Affermazione che, a livello di creatività, sta giusto uno step sopra il pensierino di un alunno di prima elementare (svolgimento: "Cosa ho fatto questo weekend").

In conclusione, queste le proiezioni di voto in previsione delle pagelle del primo quadrimestre: loro 4 in matematica, lei 5+ in italiano.

La lezione di musica invece è stata più produttiva e Roddick (che, nei panni del maestro, ha prodotto questo nuovo singolo, con cui la band californiana tornare in pista dopo tre anni) dà a tutti un bel sei e mezzo, visto che il pezzo in effetti funziona: una murder ballad da night club raccontata con synth lenti e pesanti tipicamente HEALTH™ su cui la voce apaticamente adolescenziale di Soccer Mommy non sfigura affatto.

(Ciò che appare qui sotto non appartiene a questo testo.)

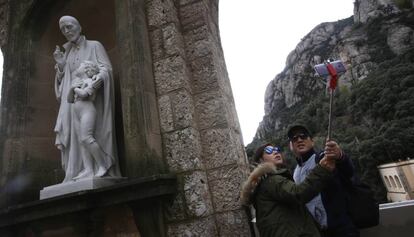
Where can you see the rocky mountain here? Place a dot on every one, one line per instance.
(374, 102)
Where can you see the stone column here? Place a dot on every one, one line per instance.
(199, 125)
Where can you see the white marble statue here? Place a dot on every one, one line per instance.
(85, 132)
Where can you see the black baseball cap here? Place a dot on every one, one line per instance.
(298, 129)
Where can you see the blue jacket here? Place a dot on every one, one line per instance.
(334, 195)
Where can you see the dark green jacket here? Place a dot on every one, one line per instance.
(280, 203)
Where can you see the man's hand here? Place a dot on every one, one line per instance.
(59, 58)
(327, 163)
(332, 150)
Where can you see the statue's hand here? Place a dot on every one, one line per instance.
(97, 81)
(76, 84)
(59, 57)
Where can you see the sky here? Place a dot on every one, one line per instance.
(257, 37)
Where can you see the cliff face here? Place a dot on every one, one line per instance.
(378, 38)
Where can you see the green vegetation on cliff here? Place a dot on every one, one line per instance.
(373, 118)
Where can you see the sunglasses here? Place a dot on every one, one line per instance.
(302, 136)
(269, 150)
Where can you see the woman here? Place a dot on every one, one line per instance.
(279, 202)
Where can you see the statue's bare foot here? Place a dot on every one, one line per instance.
(83, 174)
(101, 172)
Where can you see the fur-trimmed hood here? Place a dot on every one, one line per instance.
(255, 177)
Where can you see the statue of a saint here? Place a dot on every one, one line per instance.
(85, 131)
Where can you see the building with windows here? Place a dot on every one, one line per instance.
(398, 178)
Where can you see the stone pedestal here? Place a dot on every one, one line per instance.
(133, 207)
(79, 185)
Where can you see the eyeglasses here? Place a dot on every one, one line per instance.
(302, 136)
(269, 150)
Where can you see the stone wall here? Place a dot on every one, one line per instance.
(201, 135)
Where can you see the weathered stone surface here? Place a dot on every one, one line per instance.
(170, 74)
(157, 44)
(197, 196)
(219, 147)
(400, 39)
(166, 113)
(197, 228)
(193, 15)
(182, 150)
(4, 19)
(173, 40)
(160, 12)
(233, 223)
(209, 107)
(183, 107)
(177, 210)
(225, 186)
(204, 74)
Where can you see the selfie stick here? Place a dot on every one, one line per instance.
(331, 85)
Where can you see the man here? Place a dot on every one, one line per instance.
(329, 208)
(76, 158)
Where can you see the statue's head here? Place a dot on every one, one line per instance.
(70, 28)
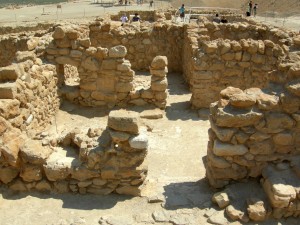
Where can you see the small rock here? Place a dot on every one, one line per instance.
(221, 198)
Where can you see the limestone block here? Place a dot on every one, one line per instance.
(263, 148)
(11, 72)
(63, 43)
(91, 64)
(124, 87)
(88, 86)
(22, 56)
(34, 153)
(139, 142)
(210, 47)
(159, 62)
(242, 100)
(227, 117)
(43, 186)
(81, 173)
(118, 136)
(9, 108)
(30, 173)
(138, 102)
(7, 174)
(224, 149)
(85, 42)
(160, 85)
(230, 91)
(109, 64)
(129, 190)
(58, 33)
(119, 51)
(72, 34)
(17, 186)
(221, 198)
(236, 214)
(294, 87)
(283, 139)
(75, 53)
(256, 210)
(203, 75)
(161, 95)
(122, 120)
(276, 121)
(224, 134)
(106, 84)
(124, 67)
(58, 166)
(159, 73)
(66, 60)
(267, 102)
(11, 143)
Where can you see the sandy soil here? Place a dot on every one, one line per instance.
(77, 10)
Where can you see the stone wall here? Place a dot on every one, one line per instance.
(106, 78)
(97, 162)
(28, 93)
(143, 41)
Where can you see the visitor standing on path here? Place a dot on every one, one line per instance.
(182, 11)
(255, 9)
(250, 7)
(124, 19)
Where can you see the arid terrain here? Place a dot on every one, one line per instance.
(176, 190)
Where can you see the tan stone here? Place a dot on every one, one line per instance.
(34, 153)
(122, 120)
(283, 139)
(7, 174)
(224, 149)
(30, 173)
(221, 198)
(159, 62)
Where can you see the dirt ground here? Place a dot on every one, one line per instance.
(176, 180)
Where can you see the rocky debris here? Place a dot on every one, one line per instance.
(221, 198)
(124, 121)
(151, 114)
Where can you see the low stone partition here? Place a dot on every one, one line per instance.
(106, 77)
(222, 63)
(249, 130)
(28, 93)
(97, 162)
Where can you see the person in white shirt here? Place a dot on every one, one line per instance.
(124, 19)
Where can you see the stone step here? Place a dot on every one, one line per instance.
(8, 90)
(11, 72)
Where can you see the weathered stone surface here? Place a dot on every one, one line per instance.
(122, 120)
(139, 142)
(159, 62)
(30, 173)
(221, 198)
(7, 174)
(256, 210)
(33, 152)
(227, 117)
(119, 51)
(242, 100)
(229, 92)
(224, 149)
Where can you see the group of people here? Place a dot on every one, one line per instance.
(217, 19)
(135, 18)
(252, 9)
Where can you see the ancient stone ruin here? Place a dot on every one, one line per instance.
(246, 73)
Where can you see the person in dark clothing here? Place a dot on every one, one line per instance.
(136, 18)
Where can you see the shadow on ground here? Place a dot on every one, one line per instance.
(188, 195)
(72, 201)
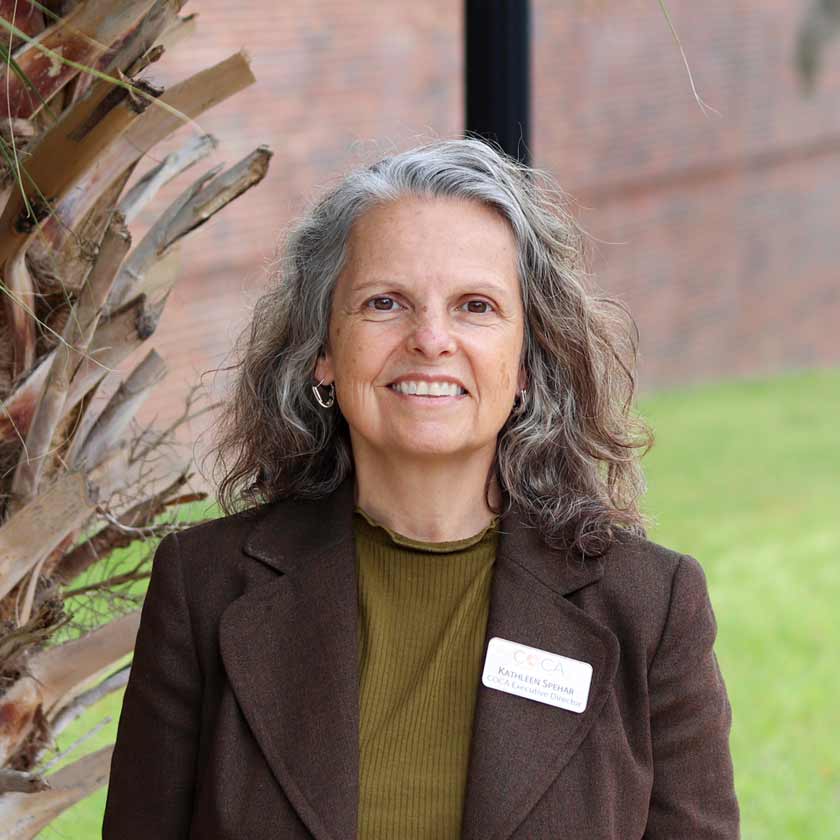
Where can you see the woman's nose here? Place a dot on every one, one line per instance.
(432, 334)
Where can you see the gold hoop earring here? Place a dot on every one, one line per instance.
(330, 399)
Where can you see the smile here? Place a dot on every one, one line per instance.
(429, 390)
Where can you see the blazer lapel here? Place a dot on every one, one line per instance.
(519, 746)
(290, 650)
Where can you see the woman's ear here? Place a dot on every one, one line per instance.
(324, 368)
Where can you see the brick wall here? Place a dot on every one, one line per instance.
(722, 226)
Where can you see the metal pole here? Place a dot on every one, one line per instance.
(497, 67)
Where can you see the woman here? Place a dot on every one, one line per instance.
(437, 615)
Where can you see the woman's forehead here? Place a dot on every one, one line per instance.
(416, 239)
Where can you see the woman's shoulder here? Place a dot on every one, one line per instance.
(643, 579)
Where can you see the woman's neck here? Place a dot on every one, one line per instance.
(431, 501)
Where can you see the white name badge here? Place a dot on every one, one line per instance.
(537, 674)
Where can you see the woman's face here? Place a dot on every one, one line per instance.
(429, 297)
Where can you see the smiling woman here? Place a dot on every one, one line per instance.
(431, 610)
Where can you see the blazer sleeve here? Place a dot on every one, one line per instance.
(150, 789)
(693, 794)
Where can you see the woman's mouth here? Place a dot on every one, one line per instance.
(428, 391)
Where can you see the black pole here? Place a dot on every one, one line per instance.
(498, 79)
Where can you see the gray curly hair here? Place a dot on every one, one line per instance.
(569, 460)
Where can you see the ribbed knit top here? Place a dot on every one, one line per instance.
(423, 611)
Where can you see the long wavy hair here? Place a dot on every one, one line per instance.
(569, 459)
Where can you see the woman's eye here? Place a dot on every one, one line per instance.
(478, 307)
(381, 304)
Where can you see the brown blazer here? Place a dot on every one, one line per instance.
(241, 714)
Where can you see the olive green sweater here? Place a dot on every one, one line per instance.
(422, 618)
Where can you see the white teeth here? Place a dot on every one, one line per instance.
(430, 389)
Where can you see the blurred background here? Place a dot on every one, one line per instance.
(718, 227)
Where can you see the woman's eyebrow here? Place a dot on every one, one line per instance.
(481, 285)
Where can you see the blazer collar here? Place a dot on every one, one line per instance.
(289, 646)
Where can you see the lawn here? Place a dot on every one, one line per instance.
(744, 477)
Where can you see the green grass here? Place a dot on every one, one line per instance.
(744, 476)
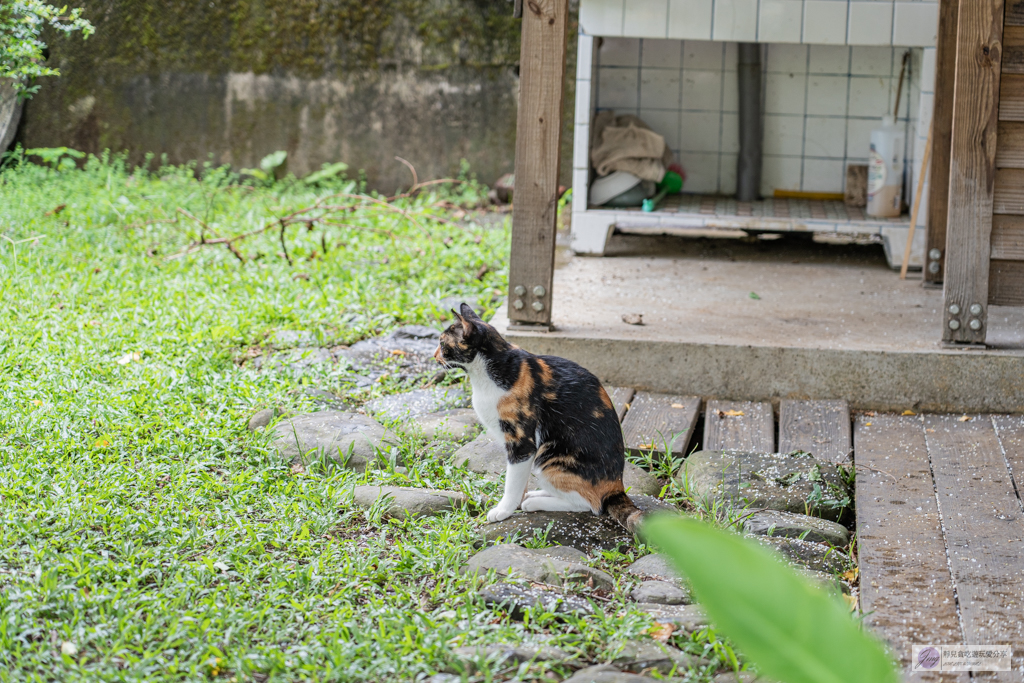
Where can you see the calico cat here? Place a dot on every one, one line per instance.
(554, 417)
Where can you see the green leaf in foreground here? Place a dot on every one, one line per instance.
(792, 631)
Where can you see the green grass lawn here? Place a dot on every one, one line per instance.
(144, 532)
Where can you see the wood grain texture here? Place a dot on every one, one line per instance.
(1008, 197)
(942, 122)
(1013, 49)
(621, 397)
(906, 591)
(1008, 238)
(1006, 283)
(539, 127)
(972, 165)
(754, 430)
(983, 527)
(1010, 153)
(657, 419)
(818, 427)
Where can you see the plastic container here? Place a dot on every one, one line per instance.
(885, 170)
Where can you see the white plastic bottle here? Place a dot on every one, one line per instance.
(885, 170)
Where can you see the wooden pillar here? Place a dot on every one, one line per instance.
(535, 200)
(942, 122)
(972, 170)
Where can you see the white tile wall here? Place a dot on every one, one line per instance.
(905, 23)
(820, 103)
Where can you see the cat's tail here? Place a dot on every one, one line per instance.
(621, 508)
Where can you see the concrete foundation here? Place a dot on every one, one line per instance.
(785, 318)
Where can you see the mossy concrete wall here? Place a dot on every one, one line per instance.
(432, 81)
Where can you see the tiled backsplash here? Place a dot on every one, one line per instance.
(820, 103)
(904, 23)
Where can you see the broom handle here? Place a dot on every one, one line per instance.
(916, 204)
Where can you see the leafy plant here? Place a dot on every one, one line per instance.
(22, 22)
(792, 631)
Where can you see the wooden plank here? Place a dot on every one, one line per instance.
(906, 592)
(942, 122)
(818, 427)
(538, 144)
(972, 167)
(984, 529)
(1010, 153)
(1014, 12)
(657, 419)
(1012, 97)
(1006, 283)
(1008, 197)
(621, 397)
(739, 425)
(1008, 238)
(1013, 49)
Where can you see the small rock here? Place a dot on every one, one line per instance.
(563, 553)
(512, 560)
(811, 555)
(460, 423)
(517, 599)
(656, 566)
(582, 530)
(503, 654)
(291, 338)
(418, 401)
(606, 674)
(660, 593)
(793, 525)
(486, 457)
(262, 418)
(773, 480)
(687, 617)
(639, 655)
(346, 437)
(410, 502)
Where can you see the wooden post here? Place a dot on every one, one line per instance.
(972, 170)
(535, 200)
(942, 121)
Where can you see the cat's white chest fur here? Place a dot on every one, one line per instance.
(485, 397)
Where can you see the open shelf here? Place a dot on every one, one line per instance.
(716, 212)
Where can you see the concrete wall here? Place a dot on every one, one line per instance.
(432, 81)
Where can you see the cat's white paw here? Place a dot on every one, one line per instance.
(499, 513)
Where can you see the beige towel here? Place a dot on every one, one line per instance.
(626, 143)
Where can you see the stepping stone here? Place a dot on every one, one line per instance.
(505, 655)
(660, 593)
(459, 423)
(775, 481)
(516, 561)
(687, 617)
(638, 655)
(811, 555)
(793, 525)
(656, 566)
(417, 402)
(486, 457)
(517, 599)
(411, 347)
(410, 502)
(582, 530)
(606, 674)
(348, 438)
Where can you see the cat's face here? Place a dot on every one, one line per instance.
(466, 338)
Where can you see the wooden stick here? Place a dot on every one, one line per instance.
(916, 204)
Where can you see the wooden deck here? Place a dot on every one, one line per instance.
(940, 524)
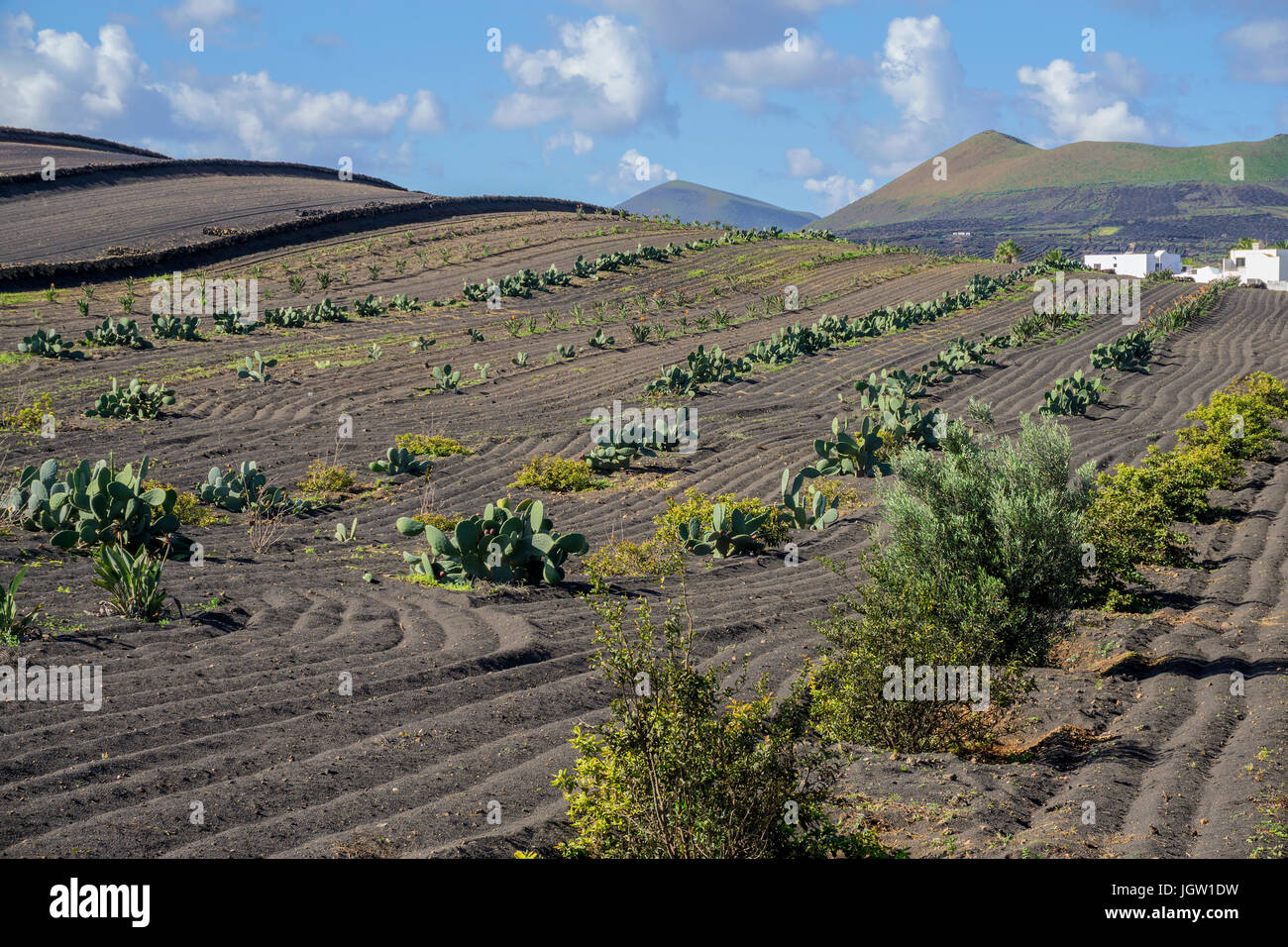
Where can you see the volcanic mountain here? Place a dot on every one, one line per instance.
(1081, 196)
(687, 201)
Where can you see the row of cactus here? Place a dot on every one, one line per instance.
(446, 379)
(700, 367)
(502, 545)
(372, 305)
(95, 504)
(244, 487)
(609, 455)
(183, 329)
(404, 303)
(831, 331)
(1129, 352)
(850, 454)
(233, 324)
(1072, 395)
(124, 333)
(48, 346)
(399, 460)
(806, 509)
(292, 317)
(133, 402)
(960, 357)
(732, 532)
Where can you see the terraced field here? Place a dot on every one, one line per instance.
(462, 698)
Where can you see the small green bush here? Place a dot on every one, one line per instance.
(325, 478)
(1236, 424)
(940, 620)
(993, 510)
(696, 504)
(684, 768)
(433, 446)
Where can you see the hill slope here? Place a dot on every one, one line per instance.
(688, 201)
(1083, 195)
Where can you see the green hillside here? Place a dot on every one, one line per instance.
(688, 201)
(991, 169)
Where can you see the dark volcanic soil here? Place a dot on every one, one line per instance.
(462, 698)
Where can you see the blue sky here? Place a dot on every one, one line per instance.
(805, 103)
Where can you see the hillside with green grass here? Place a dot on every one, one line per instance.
(1082, 196)
(688, 201)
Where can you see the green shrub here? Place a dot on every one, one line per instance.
(187, 506)
(1236, 424)
(1128, 526)
(625, 558)
(683, 768)
(697, 505)
(29, 419)
(993, 510)
(557, 474)
(433, 446)
(936, 618)
(325, 478)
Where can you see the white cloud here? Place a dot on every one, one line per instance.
(51, 78)
(836, 191)
(810, 64)
(634, 172)
(925, 81)
(1077, 106)
(579, 142)
(426, 112)
(919, 71)
(603, 78)
(273, 121)
(803, 163)
(1257, 52)
(58, 81)
(831, 188)
(716, 24)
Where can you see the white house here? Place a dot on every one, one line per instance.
(1203, 273)
(1133, 264)
(1265, 265)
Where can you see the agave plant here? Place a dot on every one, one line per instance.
(806, 509)
(133, 581)
(12, 622)
(398, 460)
(257, 369)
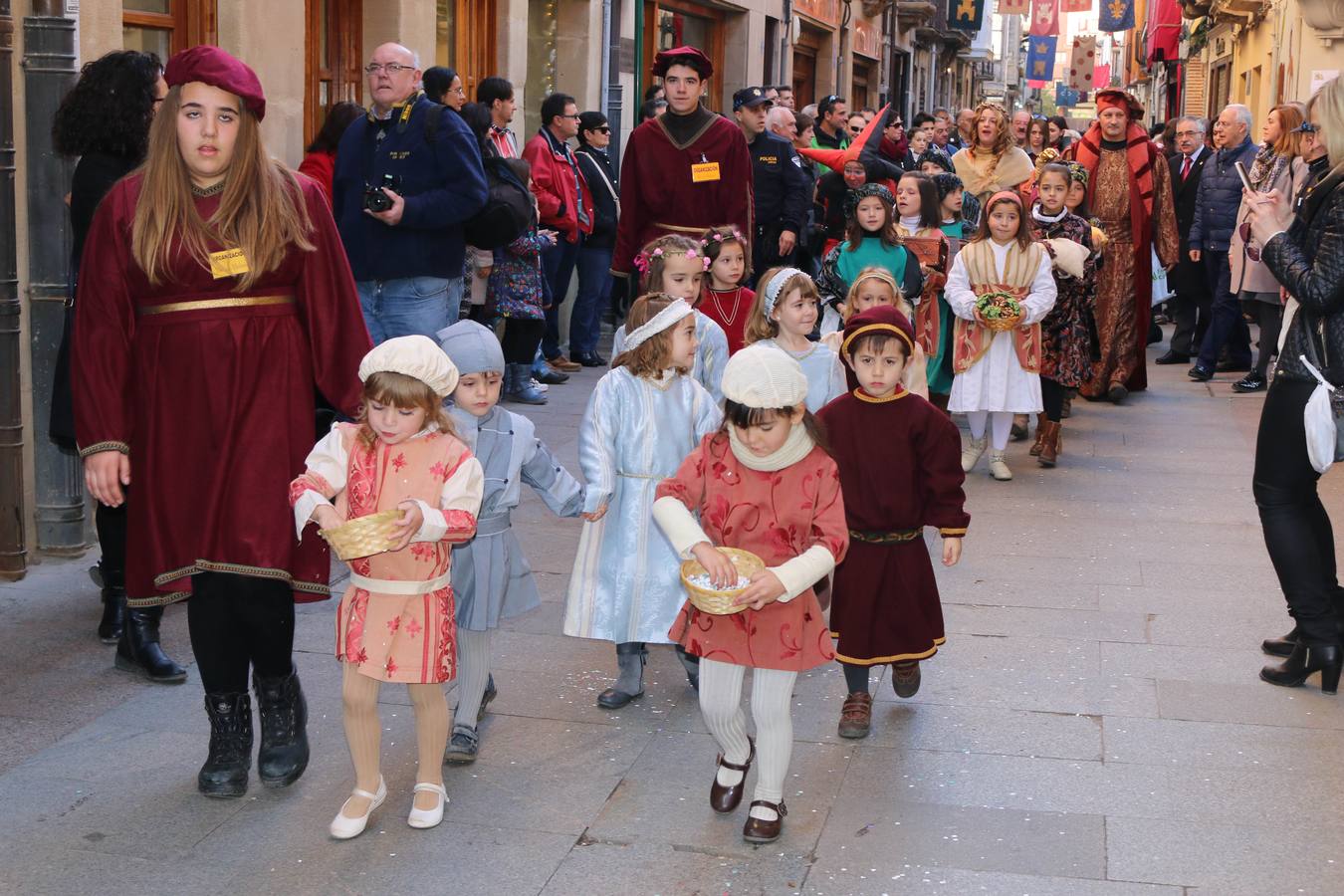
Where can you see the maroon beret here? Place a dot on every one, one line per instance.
(218, 69)
(686, 57)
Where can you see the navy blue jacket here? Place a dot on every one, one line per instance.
(442, 183)
(1220, 198)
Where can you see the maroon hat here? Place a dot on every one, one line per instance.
(686, 57)
(218, 69)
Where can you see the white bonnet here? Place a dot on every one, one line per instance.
(414, 356)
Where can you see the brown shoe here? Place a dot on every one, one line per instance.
(905, 679)
(563, 364)
(765, 831)
(1048, 445)
(856, 715)
(725, 799)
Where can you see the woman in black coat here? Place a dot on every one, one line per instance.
(1306, 257)
(105, 121)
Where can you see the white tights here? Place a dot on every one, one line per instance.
(772, 696)
(1002, 426)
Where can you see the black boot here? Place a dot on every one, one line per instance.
(225, 773)
(1302, 662)
(113, 602)
(138, 650)
(284, 729)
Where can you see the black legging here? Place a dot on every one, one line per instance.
(1297, 528)
(522, 336)
(1052, 399)
(235, 622)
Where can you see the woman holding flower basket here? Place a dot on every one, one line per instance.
(1001, 288)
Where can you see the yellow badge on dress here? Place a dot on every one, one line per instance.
(229, 262)
(705, 172)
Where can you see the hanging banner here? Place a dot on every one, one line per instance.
(1116, 15)
(965, 15)
(1044, 18)
(1082, 62)
(1040, 58)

Il video (con i visual a cura di Zev Deans — fondamentalmente una carrellata di teschi fluo a tratti arricchiti da vermi che escono dalle loro cavità oculari) mette subito di buon umore e, sul finale, addirittura si apre a sorpresa al più puccioso ottimismo con quel "YOU WILL LOVE EACH OTHER" che riporta la questione su un piano già battuto in passato per mezzo di qualunque forma d'arte. Dai dipinti di George Frederic Watts, alle innumerevoli rivisitazioni di Romeo e Giulietta, al sogno punk di Sid e Nancy.

Note a margine
Questa mini playlist è un piccolo estratto di quella che è stata selezionata in esclusiva per hvsr.net e che ancora continua a fare la sua porca figura, in costante evoluzione, sull'omonimo sito. La riportiamo anche qui, in fila per cinque con il resto di quel che avanza, per questioni di vanagloria, completezza e perché Spineless è come il maiale: non si butta via nulla. Ma soprattutto per non dimenticare, a perenne memoria di quei bei tempi andati in cui i mixtape si facevano a mano e gli algoritmi ci mettevano i bastoni tra le ruote solo durante le ore dei corsi di algebra.